Nostalgia

Il giorno che è arrivata mia suocera alla stazione di S.M. Novella, mentre aspettavo che il suo treno percorresse gli ultimi chilometri di viaggio, ho vagato con la mente e con lo sguardo sulle decine di viaggiatori e di passanti presenti ed ho provato una certa nostaglia nell’ammirare ragazzi più o meno giovani con lo zaino in spalla, fermi alla biglietteria o intenti a consultare mappe e cartine.

Mi è venuta una irrefrenabile voglia di indossare i miei sandali da trekking, di prendere il mio zainone rosso dell’Invicta, di metterci dentro 3 mutande (rigorosamente nere…!), due magliette, uno spazzolino, un taccuino ed un atlante e poi andare via, partire verso mete sconosciute…

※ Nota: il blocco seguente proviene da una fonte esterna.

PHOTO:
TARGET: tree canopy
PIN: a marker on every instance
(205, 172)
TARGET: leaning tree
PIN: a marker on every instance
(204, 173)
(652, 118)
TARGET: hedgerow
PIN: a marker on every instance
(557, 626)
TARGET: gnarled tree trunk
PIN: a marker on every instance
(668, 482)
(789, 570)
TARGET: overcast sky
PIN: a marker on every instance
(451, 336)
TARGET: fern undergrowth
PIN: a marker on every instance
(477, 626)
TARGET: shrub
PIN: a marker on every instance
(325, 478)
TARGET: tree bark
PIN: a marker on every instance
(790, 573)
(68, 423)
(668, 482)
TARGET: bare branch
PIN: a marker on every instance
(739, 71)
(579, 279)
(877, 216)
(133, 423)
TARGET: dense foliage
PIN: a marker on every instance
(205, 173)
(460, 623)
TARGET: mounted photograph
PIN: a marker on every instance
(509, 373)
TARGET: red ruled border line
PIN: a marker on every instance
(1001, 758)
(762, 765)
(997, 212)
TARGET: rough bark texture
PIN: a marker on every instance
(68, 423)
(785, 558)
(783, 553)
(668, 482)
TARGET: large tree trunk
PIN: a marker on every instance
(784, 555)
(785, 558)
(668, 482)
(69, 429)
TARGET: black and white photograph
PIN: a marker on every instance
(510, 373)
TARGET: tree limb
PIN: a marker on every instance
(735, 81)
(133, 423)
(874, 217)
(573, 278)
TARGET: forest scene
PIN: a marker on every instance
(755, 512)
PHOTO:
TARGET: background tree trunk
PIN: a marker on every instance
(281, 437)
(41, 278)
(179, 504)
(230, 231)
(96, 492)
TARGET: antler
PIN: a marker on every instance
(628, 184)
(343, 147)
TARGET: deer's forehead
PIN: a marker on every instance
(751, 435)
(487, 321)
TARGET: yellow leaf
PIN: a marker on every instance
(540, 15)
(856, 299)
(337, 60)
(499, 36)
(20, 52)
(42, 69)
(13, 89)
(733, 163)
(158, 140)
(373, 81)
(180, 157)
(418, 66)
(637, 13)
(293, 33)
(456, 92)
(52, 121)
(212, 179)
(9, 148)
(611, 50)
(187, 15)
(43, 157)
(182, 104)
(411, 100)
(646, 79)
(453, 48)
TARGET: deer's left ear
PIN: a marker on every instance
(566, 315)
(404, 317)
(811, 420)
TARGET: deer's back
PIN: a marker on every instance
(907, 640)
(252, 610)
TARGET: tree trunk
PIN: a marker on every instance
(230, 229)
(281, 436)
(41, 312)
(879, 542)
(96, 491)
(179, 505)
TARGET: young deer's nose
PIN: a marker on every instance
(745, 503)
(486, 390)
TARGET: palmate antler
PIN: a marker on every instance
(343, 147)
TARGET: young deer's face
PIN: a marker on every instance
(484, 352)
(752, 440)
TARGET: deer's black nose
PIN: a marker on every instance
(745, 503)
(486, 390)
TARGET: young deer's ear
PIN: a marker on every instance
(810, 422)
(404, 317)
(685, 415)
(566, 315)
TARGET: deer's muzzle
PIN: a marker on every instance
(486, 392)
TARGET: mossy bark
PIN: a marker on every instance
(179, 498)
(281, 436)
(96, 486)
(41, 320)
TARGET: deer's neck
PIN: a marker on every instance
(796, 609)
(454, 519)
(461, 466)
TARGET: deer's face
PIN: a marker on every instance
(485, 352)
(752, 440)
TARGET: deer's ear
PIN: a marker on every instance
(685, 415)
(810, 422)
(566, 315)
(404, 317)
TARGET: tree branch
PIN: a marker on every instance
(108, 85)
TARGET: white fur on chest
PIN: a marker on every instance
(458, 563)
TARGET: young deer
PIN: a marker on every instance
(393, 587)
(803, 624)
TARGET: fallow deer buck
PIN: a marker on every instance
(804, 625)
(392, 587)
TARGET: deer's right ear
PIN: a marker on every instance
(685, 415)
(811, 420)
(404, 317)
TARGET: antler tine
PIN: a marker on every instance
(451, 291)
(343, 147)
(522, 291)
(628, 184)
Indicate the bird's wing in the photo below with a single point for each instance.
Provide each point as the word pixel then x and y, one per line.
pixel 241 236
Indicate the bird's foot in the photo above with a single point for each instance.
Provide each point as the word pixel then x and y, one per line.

Quanti sospiri mi hanno fatto fare i volti di quei ragazzi, quanta nostalgia del nostro Ronzinante, della tendina Canadese, della cara e vecchia Opel Corsa parcheggiata sul ciglio delle strade del Peloponneso…

Ho voglia di viaggiare, tutti e due abbiamo voglia di tornare “on the road” e se quest’anno dovremmo pazientare, pazienteremo… ma sarà l’ultimo. L’anno prossimo, avremo i bambini abbastanza grandi da permetterci di organizzare finalmente un viaggio degno di questo nome, fosse anche solo per andare a visitare il lago di Bolsena.

Voglio ritornare spensierato, leggero, senza appartamenti da pulire o cambi per andare a cena. Non mi interessano i lungomare illuminati, le balere o i disco pub; cerco albe fatte d’oro, vedere i miei figli che mangiano con le mani e quel sorriso che Silvia aveva su Ronzinante e che io non gli ho visto quasi più.